When a major earthquake strikes, the surface deformation it leaves behind tells the full story: which fault segment ruptured, how much slip occurred at depth, where the ground has subsided into liquefaction zones, and which urban areas now sit on newly unstable terrain. Emergency managers flying blind without this data make infrastructure and evacuation decisions based on shaking models alone — models that routinely miss the spatial complexity of real ruptures. InSAR, applied within hours of a damaging event, converts that uncertainty into a centimetre-accurate displacement map that can be overlaid directly on cadastral and infrastructure layers.

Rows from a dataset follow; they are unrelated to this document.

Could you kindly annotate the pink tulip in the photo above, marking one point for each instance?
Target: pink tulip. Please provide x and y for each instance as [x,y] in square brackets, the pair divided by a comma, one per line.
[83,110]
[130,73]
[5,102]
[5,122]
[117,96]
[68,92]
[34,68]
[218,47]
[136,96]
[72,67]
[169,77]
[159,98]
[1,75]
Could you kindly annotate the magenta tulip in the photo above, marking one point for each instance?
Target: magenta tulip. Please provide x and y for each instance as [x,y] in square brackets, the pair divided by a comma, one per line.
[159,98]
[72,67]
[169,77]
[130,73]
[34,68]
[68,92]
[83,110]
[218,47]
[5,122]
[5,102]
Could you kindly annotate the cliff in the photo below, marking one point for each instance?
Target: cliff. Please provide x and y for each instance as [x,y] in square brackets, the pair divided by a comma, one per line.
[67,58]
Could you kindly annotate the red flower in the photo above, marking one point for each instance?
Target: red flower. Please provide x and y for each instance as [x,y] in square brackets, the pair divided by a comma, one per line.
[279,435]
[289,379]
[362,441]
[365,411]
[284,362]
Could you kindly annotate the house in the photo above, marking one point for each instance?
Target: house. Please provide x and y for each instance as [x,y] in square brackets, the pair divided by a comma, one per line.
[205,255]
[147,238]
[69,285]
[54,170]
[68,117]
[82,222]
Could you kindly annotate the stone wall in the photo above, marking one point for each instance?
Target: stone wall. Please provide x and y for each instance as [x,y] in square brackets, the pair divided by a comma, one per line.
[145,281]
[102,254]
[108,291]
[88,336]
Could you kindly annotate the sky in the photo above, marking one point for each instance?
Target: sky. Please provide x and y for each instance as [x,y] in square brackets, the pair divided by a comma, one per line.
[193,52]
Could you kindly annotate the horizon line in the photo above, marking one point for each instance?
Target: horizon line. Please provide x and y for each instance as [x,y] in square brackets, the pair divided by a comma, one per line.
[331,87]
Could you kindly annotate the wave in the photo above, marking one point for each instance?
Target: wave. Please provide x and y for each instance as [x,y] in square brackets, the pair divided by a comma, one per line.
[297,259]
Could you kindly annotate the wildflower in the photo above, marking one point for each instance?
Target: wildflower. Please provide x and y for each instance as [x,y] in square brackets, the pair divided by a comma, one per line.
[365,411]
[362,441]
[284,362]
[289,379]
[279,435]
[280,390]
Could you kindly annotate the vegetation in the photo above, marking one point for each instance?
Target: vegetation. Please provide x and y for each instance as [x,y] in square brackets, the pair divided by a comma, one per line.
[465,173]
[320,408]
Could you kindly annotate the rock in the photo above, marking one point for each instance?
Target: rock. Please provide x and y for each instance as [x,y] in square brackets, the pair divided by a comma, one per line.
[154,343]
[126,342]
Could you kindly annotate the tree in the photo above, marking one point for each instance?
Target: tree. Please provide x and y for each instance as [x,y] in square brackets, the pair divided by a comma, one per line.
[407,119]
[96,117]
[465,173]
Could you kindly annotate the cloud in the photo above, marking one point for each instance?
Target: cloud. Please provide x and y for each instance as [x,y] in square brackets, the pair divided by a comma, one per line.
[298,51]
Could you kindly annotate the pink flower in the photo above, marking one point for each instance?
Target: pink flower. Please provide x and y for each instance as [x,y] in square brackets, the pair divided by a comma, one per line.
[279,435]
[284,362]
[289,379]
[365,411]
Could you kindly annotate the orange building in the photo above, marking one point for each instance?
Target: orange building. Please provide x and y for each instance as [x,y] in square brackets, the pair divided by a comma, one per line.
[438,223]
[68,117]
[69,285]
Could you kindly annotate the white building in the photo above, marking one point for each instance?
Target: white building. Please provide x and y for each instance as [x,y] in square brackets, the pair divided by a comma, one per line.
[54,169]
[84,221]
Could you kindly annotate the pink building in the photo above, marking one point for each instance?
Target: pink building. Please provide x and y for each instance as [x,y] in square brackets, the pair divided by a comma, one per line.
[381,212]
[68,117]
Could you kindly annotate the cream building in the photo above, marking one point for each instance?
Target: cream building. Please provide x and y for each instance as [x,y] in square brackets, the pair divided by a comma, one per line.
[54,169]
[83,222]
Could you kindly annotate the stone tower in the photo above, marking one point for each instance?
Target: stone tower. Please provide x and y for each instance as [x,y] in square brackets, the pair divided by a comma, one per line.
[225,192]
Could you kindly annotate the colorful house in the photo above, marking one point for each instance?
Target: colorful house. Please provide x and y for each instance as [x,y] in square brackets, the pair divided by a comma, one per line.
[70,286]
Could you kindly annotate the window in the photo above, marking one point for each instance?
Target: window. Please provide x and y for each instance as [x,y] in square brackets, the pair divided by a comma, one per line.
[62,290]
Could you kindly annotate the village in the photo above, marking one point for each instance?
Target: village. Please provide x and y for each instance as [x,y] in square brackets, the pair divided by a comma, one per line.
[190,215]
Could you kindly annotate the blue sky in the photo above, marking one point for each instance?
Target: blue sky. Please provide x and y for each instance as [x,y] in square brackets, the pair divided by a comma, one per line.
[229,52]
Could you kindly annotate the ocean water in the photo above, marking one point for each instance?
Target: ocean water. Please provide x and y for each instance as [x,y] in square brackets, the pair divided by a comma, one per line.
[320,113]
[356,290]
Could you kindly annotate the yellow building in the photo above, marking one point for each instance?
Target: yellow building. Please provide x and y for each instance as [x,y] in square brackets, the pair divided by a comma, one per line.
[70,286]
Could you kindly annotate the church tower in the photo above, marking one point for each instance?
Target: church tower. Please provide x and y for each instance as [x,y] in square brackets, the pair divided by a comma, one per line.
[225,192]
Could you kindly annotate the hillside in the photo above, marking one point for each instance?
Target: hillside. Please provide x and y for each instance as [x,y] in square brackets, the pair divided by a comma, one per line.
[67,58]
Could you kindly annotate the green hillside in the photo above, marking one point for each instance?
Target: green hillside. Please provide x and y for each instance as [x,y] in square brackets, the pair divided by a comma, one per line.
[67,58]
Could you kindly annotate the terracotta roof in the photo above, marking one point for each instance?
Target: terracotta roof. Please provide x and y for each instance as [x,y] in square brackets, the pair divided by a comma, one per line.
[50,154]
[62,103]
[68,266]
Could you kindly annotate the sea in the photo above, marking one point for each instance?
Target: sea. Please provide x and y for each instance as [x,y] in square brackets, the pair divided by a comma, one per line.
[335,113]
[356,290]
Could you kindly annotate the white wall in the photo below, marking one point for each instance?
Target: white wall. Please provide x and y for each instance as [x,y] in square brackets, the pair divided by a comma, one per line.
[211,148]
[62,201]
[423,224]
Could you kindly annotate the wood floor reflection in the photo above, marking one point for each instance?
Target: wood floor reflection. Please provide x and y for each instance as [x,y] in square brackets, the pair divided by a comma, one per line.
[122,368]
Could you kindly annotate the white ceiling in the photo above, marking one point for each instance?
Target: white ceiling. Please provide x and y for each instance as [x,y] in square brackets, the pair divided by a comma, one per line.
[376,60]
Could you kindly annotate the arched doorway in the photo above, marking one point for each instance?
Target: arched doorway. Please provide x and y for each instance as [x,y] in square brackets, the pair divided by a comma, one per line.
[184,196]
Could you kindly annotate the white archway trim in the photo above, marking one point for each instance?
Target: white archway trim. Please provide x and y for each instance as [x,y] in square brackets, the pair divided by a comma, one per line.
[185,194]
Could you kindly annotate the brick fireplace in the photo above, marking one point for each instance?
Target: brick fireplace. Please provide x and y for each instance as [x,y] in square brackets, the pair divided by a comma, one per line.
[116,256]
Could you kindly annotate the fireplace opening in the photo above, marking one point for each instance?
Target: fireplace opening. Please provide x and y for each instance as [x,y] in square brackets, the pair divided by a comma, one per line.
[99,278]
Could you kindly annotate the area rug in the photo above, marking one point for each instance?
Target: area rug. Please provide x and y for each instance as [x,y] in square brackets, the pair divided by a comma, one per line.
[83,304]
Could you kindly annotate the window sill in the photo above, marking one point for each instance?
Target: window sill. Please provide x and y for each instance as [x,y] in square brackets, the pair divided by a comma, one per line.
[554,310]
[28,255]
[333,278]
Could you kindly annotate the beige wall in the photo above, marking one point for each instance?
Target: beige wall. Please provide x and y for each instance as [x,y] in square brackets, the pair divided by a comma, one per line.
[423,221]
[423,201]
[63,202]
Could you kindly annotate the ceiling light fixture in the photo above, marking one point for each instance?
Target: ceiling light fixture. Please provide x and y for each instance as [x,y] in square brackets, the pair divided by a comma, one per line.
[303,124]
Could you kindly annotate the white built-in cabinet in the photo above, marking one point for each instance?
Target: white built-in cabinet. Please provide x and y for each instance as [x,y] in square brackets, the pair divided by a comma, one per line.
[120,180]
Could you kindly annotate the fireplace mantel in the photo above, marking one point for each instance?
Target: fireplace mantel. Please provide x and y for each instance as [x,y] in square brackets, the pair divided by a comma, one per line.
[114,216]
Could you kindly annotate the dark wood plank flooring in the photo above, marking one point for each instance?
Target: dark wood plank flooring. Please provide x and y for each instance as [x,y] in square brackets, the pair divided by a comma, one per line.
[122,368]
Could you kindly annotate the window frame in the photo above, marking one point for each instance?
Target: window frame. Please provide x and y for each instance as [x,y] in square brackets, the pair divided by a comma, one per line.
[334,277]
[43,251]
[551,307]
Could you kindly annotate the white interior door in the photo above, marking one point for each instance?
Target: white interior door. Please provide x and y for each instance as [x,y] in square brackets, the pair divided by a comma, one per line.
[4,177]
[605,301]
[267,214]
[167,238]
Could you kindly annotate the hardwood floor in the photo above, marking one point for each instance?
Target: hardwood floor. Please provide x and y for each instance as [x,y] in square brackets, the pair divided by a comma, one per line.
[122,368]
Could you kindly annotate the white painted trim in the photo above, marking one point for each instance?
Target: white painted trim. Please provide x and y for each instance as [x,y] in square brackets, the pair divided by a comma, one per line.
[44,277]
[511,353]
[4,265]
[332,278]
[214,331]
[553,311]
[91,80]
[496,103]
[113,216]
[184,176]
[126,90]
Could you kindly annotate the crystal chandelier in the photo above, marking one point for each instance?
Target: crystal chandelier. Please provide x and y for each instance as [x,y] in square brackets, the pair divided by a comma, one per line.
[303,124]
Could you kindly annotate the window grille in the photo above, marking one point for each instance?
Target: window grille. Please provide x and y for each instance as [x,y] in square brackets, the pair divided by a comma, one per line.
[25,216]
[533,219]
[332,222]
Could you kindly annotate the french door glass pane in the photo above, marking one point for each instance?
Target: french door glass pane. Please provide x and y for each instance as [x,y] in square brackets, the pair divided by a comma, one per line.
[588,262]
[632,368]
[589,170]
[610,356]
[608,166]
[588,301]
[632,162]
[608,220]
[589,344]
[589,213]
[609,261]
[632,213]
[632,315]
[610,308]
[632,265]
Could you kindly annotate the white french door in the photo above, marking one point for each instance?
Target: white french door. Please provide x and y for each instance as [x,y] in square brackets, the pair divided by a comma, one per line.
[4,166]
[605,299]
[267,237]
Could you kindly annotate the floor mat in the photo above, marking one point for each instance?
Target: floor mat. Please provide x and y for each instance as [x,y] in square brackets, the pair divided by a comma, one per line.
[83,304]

The satellite technique works by comparing the phase of radar backscatter from two passes over the same ground — one pre-event, one post-event — and extracting the line-of-sight displacement field with sub-centimetre precision across swaths of thousands of square kilometres. A constellation with short repeat cycles (one to three days) can produce usable interferograms within 24 hours of the mainshock, well inside the critical window when aftershock-driven secondary collapses are still occurring. Ascending and descending orbit geometries, processed together, decompose displacement into horizontal and vertical components, sharpening the input to finite-fault inversions and structural damage assessments.
For a sovereign operator, InSAR data is not just a disaster product — it is a persistent national geodetic asset. The same constellation that maps earthquake rupture also tracks inter-seismic strain accumulation, volcanic unrest, mine subsidence and infrastructure settlement between events. Tasking priority, data latency and archive access are entirely under national control, eliminating the queuing, licensing restrictions and political conditionality that accompany reliance on allied or commercial SAR providers during a national emergency.